Após Fla, Caixa negocia com Flu e Vasco e pode pagar R$ 60 mi a cariocas

Bernardo Gentile e Pedro Ivo Almeida

Do UOL, no Rio de Janeiro

  • Antonio Lacerda/EFE

    Além do Vasco (e), Fluminense também poderá estampar a marca da Caixa em 2016

    Além do Vasco (e), Fluminense também poderá estampar a marca da Caixa em 2016

Mesmo com o cenário econômico negativo em 2015 que afastou patrocinadores ao final da temporada, um dos principais investidores do futebol brasileiro parece não se assustar muito com a crise. Especialmente no Rio de Janeiro. Após fechar a renovação de patrocínio ao Flamengo há alguns dias, a Caixa Econômica Federal mantém negociações avançadas com Vasco e Fluminense para estampar sua marca nos respectivos uniformes em 2016.

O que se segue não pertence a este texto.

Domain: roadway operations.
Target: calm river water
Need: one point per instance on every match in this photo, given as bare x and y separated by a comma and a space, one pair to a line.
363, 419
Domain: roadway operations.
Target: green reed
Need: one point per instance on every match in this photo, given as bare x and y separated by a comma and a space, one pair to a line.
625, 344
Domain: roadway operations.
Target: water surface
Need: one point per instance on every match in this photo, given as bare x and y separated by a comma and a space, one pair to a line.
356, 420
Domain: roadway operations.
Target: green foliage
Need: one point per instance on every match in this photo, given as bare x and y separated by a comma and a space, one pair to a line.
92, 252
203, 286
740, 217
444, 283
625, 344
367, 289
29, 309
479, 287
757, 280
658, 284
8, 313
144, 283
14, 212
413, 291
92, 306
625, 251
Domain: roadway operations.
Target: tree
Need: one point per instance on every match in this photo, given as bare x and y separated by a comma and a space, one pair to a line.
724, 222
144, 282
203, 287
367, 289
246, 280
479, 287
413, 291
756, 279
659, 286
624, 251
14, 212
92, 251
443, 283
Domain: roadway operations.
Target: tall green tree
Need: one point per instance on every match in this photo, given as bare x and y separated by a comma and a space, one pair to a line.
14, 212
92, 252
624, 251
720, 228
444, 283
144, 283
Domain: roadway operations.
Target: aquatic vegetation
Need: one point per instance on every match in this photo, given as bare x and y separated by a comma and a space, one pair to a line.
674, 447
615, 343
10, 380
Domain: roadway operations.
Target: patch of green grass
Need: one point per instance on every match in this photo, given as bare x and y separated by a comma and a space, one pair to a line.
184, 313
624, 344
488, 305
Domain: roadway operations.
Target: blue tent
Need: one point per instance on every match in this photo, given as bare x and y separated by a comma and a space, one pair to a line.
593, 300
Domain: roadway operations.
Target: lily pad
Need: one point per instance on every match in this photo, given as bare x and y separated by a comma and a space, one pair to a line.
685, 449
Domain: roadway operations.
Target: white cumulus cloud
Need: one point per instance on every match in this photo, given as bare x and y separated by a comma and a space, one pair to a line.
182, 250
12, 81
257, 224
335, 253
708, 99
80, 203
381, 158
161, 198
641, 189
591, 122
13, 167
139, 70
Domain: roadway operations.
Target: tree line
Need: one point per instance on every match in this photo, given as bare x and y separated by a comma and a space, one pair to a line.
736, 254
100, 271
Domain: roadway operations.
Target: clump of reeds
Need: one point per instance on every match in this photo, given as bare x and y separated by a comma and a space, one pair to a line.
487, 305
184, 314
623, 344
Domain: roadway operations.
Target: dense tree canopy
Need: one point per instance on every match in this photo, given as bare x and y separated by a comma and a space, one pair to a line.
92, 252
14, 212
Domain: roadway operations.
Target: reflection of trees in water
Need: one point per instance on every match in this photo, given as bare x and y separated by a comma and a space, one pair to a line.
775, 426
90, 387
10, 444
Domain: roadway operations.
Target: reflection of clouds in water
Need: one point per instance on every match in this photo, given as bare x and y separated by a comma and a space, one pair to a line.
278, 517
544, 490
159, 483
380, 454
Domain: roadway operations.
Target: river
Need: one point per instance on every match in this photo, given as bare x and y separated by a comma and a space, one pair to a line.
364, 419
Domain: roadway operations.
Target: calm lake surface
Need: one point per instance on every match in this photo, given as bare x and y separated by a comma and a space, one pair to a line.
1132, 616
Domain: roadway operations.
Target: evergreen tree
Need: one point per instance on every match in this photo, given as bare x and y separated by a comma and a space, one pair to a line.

Somados, os valores pagos aos três times cariocas podem atingir até R$ 60 milhões para a temporada que se inicia. Ao Flamengo, a Caixa irá manter o contrato de R$ 25 milhões. No Vasco, o valor de 2015 também será repetido: R$ 15 milhões. O impasse está no "novato" Fluminense.

Em sua primeira negociação com o banco estatal, o clube das Laranjeiras tenta faturar de 18 a 20 milhões de reais com a marca. A empresa, por sua vez, entende que tal valor seria compatível com duas "cotas" no uniforme. Além do patrocínio na parte frontal, o Fluminense pode ter a marca da Caixa nas costas ou no ombro. A negociação caminha bem e tal situação deve ser resolvida nos próximos dias.

Representantes da Caixa no Rio de Janeiro, inclusive, já agilizam questões burocráticas do novo vínculo.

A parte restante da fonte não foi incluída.